Flankiert von zwei weißen Särgen mit Deutschlandfahne richtete der frühere TV-Pfarrer Jürgen Fliege ein paar andächtige Worte an die Gemeinde. Einige trugen Grablichter, mit einem lauten "Amen" quittierten sie Flieges Ansprache.
Farce oder geschicktes Ausnutzen rechtlicher Spielräume? Wie aus dem Polizeibericht hervorgeht, hatten die Ordnungshüter ihre liebe Mühe. Inhalte und Charakter eines Gottesdienstes seien erkennbar gewesen. Deshalb ließ man die Veranstalter gewähren. Obwohl auch für Freiluftgottesdienste Abstands- und Maskenpflicht gelten, die auf der Theresienwiese vielfach ignoriert wurden.

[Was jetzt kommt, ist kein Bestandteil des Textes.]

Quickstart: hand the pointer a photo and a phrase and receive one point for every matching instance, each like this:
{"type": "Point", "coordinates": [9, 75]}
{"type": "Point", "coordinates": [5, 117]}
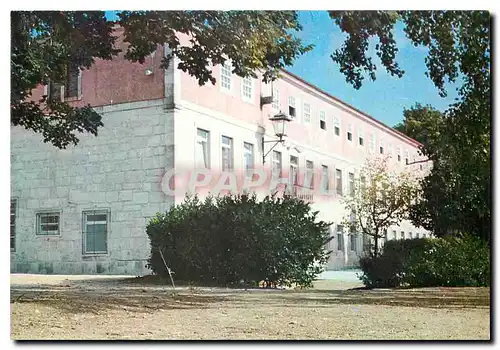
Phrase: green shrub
{"type": "Point", "coordinates": [229, 239]}
{"type": "Point", "coordinates": [462, 260]}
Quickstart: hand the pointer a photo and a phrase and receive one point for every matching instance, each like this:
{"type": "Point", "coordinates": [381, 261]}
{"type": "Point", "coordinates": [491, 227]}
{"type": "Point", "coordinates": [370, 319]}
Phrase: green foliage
{"type": "Point", "coordinates": [46, 45]}
{"type": "Point", "coordinates": [229, 239]}
{"type": "Point", "coordinates": [459, 261]}
{"type": "Point", "coordinates": [457, 193]}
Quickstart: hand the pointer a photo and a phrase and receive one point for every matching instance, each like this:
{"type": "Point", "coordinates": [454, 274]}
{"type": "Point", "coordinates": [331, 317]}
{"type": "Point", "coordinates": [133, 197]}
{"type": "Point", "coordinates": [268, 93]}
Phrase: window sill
{"type": "Point", "coordinates": [72, 99]}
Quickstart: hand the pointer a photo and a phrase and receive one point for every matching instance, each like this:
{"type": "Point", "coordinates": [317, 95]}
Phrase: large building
{"type": "Point", "coordinates": [84, 209]}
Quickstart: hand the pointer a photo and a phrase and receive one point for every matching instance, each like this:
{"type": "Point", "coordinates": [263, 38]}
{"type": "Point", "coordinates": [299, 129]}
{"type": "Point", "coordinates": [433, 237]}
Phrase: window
{"type": "Point", "coordinates": [72, 86]}
{"type": "Point", "coordinates": [294, 168]}
{"type": "Point", "coordinates": [322, 120]}
{"type": "Point", "coordinates": [203, 148]}
{"type": "Point", "coordinates": [309, 174]}
{"type": "Point", "coordinates": [372, 142]}
{"type": "Point", "coordinates": [95, 231]}
{"type": "Point", "coordinates": [339, 181]}
{"type": "Point", "coordinates": [225, 76]}
{"type": "Point", "coordinates": [361, 138]}
{"type": "Point", "coordinates": [340, 237]}
{"type": "Point", "coordinates": [349, 132]}
{"type": "Point", "coordinates": [276, 160]}
{"type": "Point", "coordinates": [276, 99]}
{"type": "Point", "coordinates": [324, 178]}
{"type": "Point", "coordinates": [336, 126]}
{"type": "Point", "coordinates": [227, 153]}
{"type": "Point", "coordinates": [292, 112]}
{"type": "Point", "coordinates": [47, 224]}
{"type": "Point", "coordinates": [351, 184]}
{"type": "Point", "coordinates": [247, 88]}
{"type": "Point", "coordinates": [352, 236]}
{"type": "Point", "coordinates": [13, 207]}
{"type": "Point", "coordinates": [248, 159]}
{"type": "Point", "coordinates": [307, 112]}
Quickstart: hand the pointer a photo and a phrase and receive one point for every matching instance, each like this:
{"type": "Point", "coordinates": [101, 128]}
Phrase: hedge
{"type": "Point", "coordinates": [238, 239]}
{"type": "Point", "coordinates": [457, 261]}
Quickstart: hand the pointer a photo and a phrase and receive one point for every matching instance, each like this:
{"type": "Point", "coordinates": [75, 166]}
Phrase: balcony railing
{"type": "Point", "coordinates": [300, 192]}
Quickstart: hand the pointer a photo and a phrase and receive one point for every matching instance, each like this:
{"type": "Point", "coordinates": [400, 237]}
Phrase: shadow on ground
{"type": "Point", "coordinates": [149, 295]}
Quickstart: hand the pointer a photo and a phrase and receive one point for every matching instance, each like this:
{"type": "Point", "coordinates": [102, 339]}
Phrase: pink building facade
{"type": "Point", "coordinates": [84, 209]}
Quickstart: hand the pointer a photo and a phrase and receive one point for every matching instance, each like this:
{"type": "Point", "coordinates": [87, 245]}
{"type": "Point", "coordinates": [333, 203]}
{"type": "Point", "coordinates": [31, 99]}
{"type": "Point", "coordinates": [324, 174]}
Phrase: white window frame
{"type": "Point", "coordinates": [85, 214]}
{"type": "Point", "coordinates": [338, 189]}
{"type": "Point", "coordinates": [231, 152]}
{"type": "Point", "coordinates": [276, 99]}
{"type": "Point", "coordinates": [309, 174]}
{"type": "Point", "coordinates": [325, 178]}
{"type": "Point", "coordinates": [336, 124]}
{"type": "Point", "coordinates": [322, 118]}
{"type": "Point", "coordinates": [246, 151]}
{"type": "Point", "coordinates": [294, 181]}
{"type": "Point", "coordinates": [340, 237]}
{"type": "Point", "coordinates": [307, 112]}
{"type": "Point", "coordinates": [203, 140]}
{"type": "Point", "coordinates": [39, 215]}
{"type": "Point", "coordinates": [226, 72]}
{"type": "Point", "coordinates": [349, 131]}
{"type": "Point", "coordinates": [291, 103]}
{"type": "Point", "coordinates": [249, 83]}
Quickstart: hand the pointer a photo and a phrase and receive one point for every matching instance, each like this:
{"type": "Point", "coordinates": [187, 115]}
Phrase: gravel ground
{"type": "Point", "coordinates": [105, 307]}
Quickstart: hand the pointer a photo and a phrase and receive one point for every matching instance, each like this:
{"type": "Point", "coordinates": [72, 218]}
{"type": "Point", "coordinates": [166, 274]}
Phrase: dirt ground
{"type": "Point", "coordinates": [100, 308]}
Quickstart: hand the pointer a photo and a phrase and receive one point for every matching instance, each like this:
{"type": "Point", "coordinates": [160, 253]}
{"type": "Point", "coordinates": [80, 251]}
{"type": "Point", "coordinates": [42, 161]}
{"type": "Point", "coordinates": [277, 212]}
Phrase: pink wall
{"type": "Point", "coordinates": [119, 80]}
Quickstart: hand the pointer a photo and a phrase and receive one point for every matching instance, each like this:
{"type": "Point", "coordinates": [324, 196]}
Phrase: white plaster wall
{"type": "Point", "coordinates": [189, 117]}
{"type": "Point", "coordinates": [120, 170]}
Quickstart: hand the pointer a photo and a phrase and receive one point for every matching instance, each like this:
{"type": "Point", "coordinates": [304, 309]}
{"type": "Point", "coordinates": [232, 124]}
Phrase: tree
{"type": "Point", "coordinates": [381, 198]}
{"type": "Point", "coordinates": [47, 45]}
{"type": "Point", "coordinates": [459, 185]}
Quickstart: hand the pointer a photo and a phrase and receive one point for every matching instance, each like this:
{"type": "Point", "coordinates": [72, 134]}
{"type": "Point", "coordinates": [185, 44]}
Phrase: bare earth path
{"type": "Point", "coordinates": [96, 307]}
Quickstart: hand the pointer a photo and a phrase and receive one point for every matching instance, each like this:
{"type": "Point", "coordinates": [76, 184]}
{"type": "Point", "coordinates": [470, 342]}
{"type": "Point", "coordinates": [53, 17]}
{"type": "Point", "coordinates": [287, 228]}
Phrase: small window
{"type": "Point", "coordinates": [292, 112]}
{"type": "Point", "coordinates": [324, 178]}
{"type": "Point", "coordinates": [47, 224]}
{"type": "Point", "coordinates": [227, 153]}
{"type": "Point", "coordinates": [351, 184]}
{"type": "Point", "coordinates": [247, 88]}
{"type": "Point", "coordinates": [276, 99]}
{"type": "Point", "coordinates": [95, 231]}
{"type": "Point", "coordinates": [322, 120]}
{"type": "Point", "coordinates": [309, 174]}
{"type": "Point", "coordinates": [339, 181]}
{"type": "Point", "coordinates": [353, 238]}
{"type": "Point", "coordinates": [336, 126]}
{"type": "Point", "coordinates": [203, 148]}
{"type": "Point", "coordinates": [225, 76]}
{"type": "Point", "coordinates": [13, 211]}
{"type": "Point", "coordinates": [248, 159]}
{"type": "Point", "coordinates": [294, 169]}
{"type": "Point", "coordinates": [307, 112]}
{"type": "Point", "coordinates": [276, 160]}
{"type": "Point", "coordinates": [340, 237]}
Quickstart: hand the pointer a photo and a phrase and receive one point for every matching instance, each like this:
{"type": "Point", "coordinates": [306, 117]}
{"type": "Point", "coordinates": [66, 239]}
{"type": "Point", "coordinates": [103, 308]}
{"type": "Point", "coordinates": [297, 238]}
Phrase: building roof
{"type": "Point", "coordinates": [385, 126]}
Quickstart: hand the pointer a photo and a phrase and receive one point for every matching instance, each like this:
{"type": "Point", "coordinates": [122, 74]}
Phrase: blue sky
{"type": "Point", "coordinates": [383, 99]}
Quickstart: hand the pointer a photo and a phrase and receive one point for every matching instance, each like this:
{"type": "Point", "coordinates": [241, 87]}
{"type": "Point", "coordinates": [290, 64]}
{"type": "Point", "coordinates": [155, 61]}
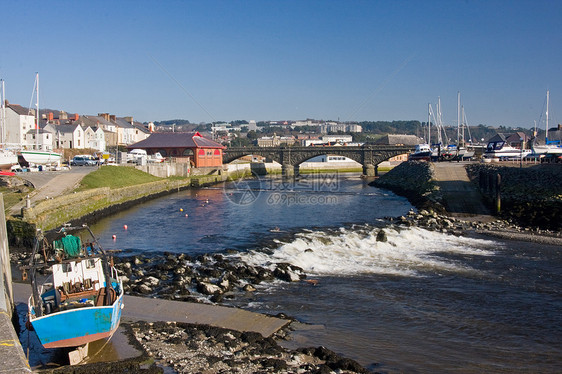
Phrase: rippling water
{"type": "Point", "coordinates": [420, 302]}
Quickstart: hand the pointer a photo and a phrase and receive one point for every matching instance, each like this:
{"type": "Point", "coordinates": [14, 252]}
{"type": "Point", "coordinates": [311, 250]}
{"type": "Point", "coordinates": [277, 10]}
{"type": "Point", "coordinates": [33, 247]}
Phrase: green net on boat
{"type": "Point", "coordinates": [70, 244]}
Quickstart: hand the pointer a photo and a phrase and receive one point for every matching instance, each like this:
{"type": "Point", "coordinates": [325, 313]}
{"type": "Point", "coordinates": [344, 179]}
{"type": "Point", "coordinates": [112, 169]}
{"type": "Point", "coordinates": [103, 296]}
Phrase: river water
{"type": "Point", "coordinates": [420, 302]}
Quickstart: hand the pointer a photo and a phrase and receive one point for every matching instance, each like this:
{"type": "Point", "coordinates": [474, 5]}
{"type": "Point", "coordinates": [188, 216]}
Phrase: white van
{"type": "Point", "coordinates": [136, 155]}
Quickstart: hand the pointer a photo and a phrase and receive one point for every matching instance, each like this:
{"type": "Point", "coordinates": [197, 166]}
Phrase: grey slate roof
{"type": "Point", "coordinates": [66, 128]}
{"type": "Point", "coordinates": [394, 139]}
{"type": "Point", "coordinates": [176, 140]}
{"type": "Point", "coordinates": [19, 109]}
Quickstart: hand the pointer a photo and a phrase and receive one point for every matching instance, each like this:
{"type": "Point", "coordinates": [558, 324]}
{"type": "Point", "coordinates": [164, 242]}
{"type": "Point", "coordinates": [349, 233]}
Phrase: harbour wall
{"type": "Point", "coordinates": [529, 196]}
{"type": "Point", "coordinates": [90, 205]}
{"type": "Point", "coordinates": [413, 180]}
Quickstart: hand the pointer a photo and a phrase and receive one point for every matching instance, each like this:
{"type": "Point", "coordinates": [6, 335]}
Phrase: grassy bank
{"type": "Point", "coordinates": [115, 177]}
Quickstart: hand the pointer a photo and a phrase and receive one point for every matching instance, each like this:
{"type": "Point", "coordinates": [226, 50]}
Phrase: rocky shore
{"type": "Point", "coordinates": [216, 278]}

Kirchen zeigen sich empört
Der Sprecher der Evangelisch-Lutherischen Landeskirche in Bayern, Johannes Minkus, findet das empörend. Mit der Umdeklarierung hätten die Veranstalter der Demo nur staatliche Vorgaben unterlaufen wollen. Und das, wo sich tausende Haupt- und Ehrenamtliche in den bayerischen Kirchengemeinden seit Monaten mit Hygienevorschriften Mühe gäben. Letztlich habe genau diese Umsicht auch dazu geführt, dass der Staat den Kirchen diesen Spielraum für Gottesdienste gewährt habe.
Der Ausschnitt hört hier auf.